A bas les touristes!

Barcelone, Dubrovnik et Venise veulent désormais limiter le flot de visiteurs. La raison? Ils endommagent le patrimoine et font grimper le prix des loyers.

«Tourist, go home!» Depuis quelques mois, les murs de Barcelone se couvrent de graffitis qui enjoignent les touristes à «rentrer chez eux»! Les Catalans sont excédés par le ballet d’autobus qui déversent, jour après jour, des milliers de vacanciers bruyants sur les Ramblas. Ceux-ci sont accusés de salir les monuments, d’envahir la ville espagnole et surtout de saturer le parc immobilier de la ville, dont une bonne partie est consacrée aux logements de vacances, à des prix prohibitifs. Même si les manifestations antitouristes sont le fait de militants radicaux, au sein de la population, le ras-le-bol est réel.

■ L’Espagne n’est pas la seule à connaître la «touristophobie». Dubrovnik, en Croatie, mais aussi Venise, en Italie, ou Berlin, en Allemagne, abritent le même type de mouvement. Tout en soulignant que le tourisme est un élément essentiel de leur économie, les municipalités se mettent peu à peu à comprendre que le tourisme de masse n’est pas forcément un paradis et prennent des mesures afin de préserver ce qui fait leur charme.

■ A Venise, les autorités envisagent de restreindre l’accès à la place Saint-Marc aux heures de pointe. Elles ont déjà instauré des amendes salées pour les personnes qui plongent dans la lagune ou pique-niquent sur la place. Venise, qui compte 24 millions de touristes par an, est d’autant plus touchée qu’elle est menacée par la montée des eaux, un phénomène accentué par les paquebots qui y font escale.
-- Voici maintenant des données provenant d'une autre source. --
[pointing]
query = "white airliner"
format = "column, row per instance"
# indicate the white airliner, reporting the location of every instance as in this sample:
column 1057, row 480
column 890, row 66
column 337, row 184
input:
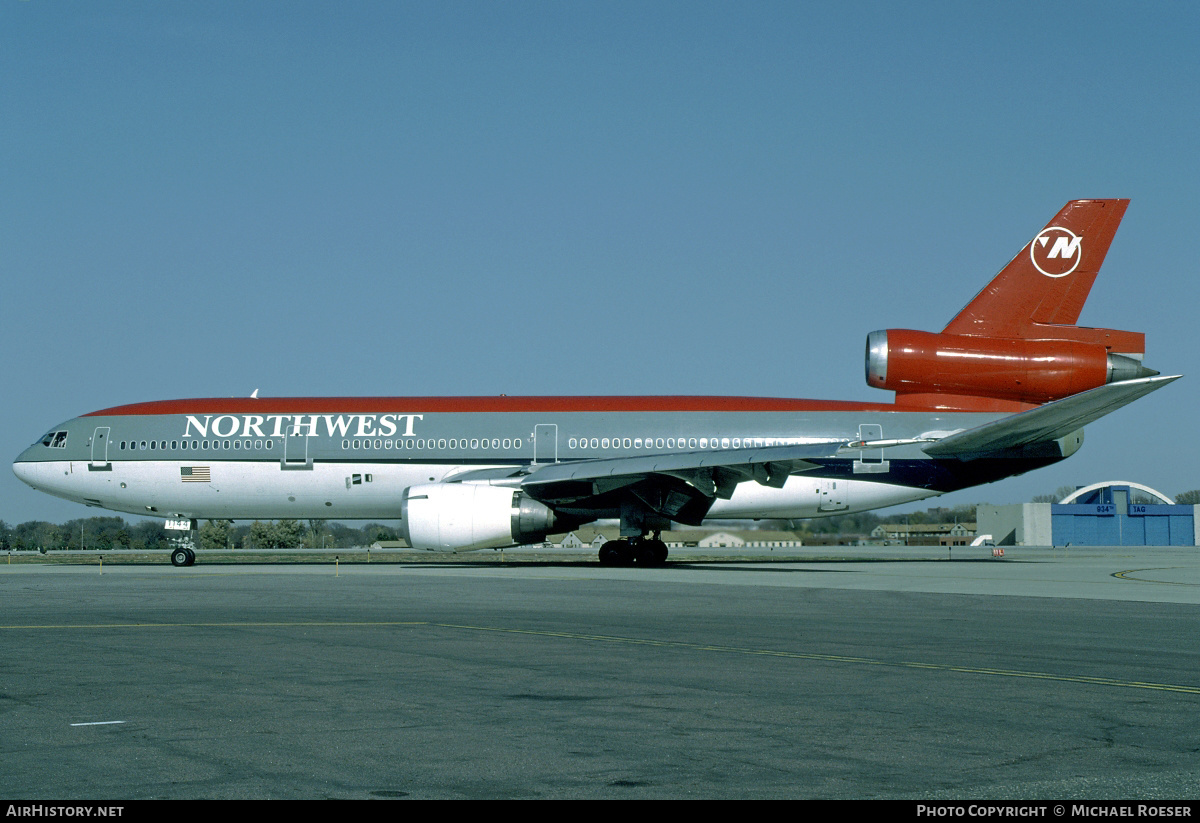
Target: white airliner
column 1006, row 388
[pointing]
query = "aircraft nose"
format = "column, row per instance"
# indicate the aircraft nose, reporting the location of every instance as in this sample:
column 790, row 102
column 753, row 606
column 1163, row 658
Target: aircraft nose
column 28, row 472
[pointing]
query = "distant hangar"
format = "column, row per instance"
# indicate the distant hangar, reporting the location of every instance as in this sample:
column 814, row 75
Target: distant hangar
column 1115, row 512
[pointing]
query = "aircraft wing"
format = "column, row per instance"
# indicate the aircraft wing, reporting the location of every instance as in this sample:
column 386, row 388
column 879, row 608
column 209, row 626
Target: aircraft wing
column 1045, row 422
column 679, row 486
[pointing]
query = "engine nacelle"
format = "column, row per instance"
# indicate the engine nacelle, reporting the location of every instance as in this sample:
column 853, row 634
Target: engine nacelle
column 463, row 517
column 1030, row 371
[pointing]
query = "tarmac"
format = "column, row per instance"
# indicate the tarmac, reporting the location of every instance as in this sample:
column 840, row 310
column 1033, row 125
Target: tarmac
column 828, row 672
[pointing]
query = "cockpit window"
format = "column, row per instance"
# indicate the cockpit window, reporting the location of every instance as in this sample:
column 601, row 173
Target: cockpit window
column 55, row 439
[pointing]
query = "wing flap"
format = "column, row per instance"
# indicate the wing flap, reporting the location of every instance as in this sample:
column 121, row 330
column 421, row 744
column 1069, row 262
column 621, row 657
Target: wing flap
column 1045, row 422
column 769, row 464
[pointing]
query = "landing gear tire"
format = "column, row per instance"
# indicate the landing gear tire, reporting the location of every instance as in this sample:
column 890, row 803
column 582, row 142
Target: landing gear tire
column 652, row 553
column 617, row 553
column 643, row 552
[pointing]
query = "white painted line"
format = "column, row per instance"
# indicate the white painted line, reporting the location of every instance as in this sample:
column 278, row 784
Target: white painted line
column 101, row 722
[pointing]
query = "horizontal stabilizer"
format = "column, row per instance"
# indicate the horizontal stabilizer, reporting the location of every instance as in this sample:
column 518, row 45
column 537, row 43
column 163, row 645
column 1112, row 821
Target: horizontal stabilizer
column 1047, row 422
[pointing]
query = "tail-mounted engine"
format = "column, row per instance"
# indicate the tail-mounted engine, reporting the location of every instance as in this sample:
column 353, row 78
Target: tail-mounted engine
column 462, row 517
column 1027, row 371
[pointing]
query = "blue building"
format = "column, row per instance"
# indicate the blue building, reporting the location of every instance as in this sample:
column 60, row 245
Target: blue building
column 1108, row 514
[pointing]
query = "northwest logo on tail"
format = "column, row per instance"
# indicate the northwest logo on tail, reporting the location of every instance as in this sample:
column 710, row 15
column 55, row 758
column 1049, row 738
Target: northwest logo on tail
column 1056, row 252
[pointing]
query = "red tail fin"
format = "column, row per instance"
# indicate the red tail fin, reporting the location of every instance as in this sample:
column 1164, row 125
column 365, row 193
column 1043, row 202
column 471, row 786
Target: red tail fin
column 1048, row 282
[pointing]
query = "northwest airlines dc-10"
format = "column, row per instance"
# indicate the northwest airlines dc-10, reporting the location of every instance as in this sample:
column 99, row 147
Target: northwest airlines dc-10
column 1006, row 388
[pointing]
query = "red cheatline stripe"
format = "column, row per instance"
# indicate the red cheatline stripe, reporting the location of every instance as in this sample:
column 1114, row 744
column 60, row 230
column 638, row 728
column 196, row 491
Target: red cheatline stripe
column 466, row 404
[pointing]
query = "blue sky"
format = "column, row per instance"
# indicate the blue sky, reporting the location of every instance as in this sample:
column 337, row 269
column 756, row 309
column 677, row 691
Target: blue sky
column 565, row 198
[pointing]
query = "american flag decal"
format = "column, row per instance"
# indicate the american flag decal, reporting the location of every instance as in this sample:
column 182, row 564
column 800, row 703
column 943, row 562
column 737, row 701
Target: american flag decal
column 195, row 474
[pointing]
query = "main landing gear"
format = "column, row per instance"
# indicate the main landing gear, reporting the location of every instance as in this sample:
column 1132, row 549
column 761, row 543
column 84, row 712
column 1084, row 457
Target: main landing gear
column 642, row 551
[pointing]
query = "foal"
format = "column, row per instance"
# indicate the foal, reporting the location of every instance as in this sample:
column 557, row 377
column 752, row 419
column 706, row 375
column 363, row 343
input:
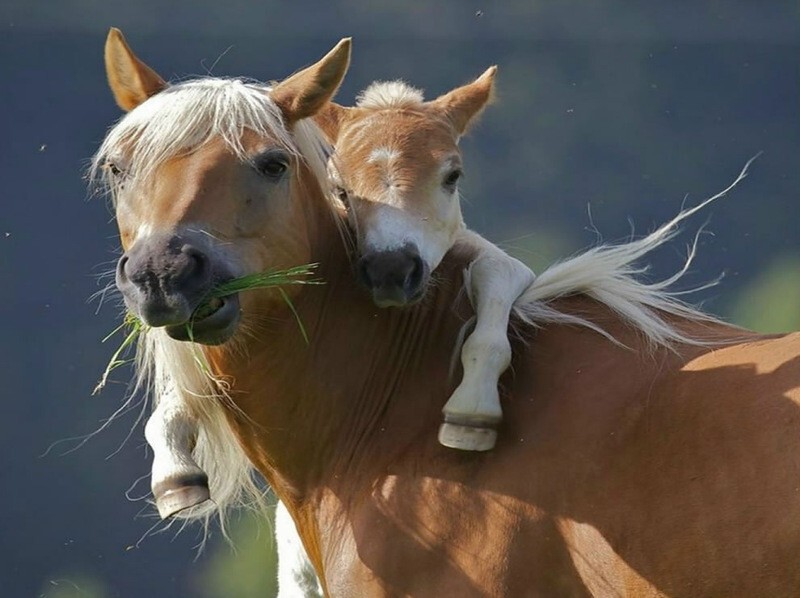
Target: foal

A Dubrovnik, les élus ont déjà décidé de limiter leur nombre afin d’alléger quelque peu la circulation au sein des remparts et voudraient autoriser l’entrée de 4000 personnes par jour seulement.
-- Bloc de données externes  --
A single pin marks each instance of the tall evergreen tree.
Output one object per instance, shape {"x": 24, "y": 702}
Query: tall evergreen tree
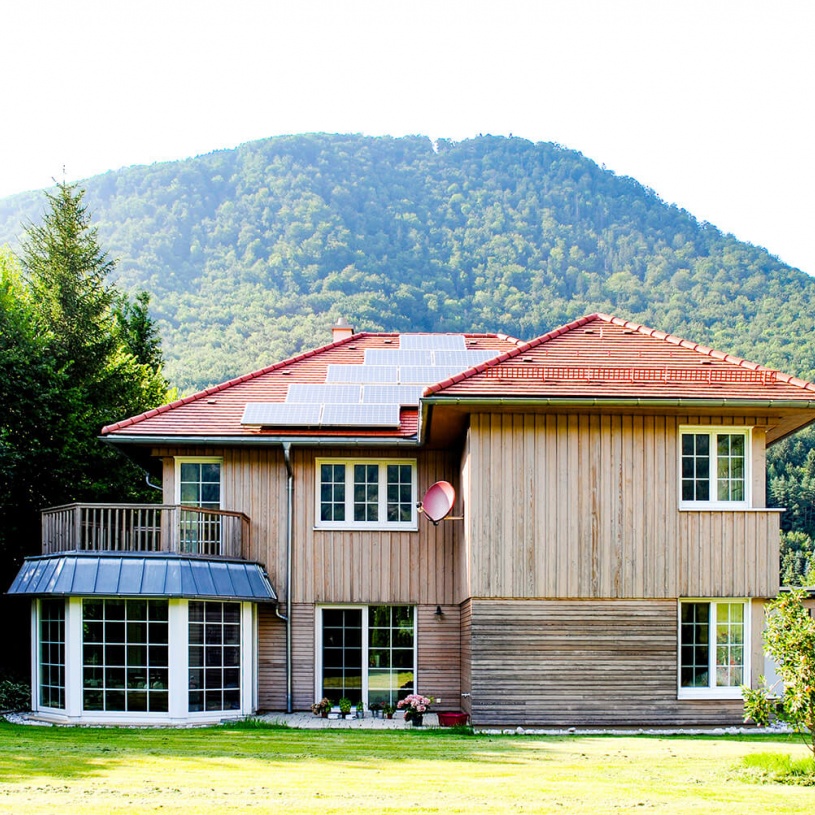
{"x": 75, "y": 354}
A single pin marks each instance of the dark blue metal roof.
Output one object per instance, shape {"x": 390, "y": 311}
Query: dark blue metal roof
{"x": 154, "y": 574}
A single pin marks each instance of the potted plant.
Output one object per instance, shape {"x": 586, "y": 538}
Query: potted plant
{"x": 415, "y": 706}
{"x": 322, "y": 707}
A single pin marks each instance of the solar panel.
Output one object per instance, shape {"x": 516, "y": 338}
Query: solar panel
{"x": 392, "y": 394}
{"x": 426, "y": 374}
{"x": 383, "y": 374}
{"x": 398, "y": 356}
{"x": 322, "y": 394}
{"x": 466, "y": 359}
{"x": 281, "y": 413}
{"x": 361, "y": 416}
{"x": 433, "y": 341}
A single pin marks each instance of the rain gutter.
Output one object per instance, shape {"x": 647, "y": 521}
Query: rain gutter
{"x": 289, "y": 538}
{"x": 262, "y": 441}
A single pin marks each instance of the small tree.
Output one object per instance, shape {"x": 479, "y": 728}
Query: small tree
{"x": 790, "y": 641}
■ Limiter le nombre de touristes n’est pas nouveau. A Grenade, en Andalousie, le nombre de visiteurs est limité chaque jour et il faut réserver très tôt pour pouvoir y accéder. Avec la règle simple du «premier arrivé, premier servi». Une méthode qui pourrait faire florès à Paris, Barcelone ou Amsterdam. Selon l’Organisation mondiale du tourisme, 1,8 milliard de personnes voyageront en 2030, soit près de trois fois plus qu’en 2000.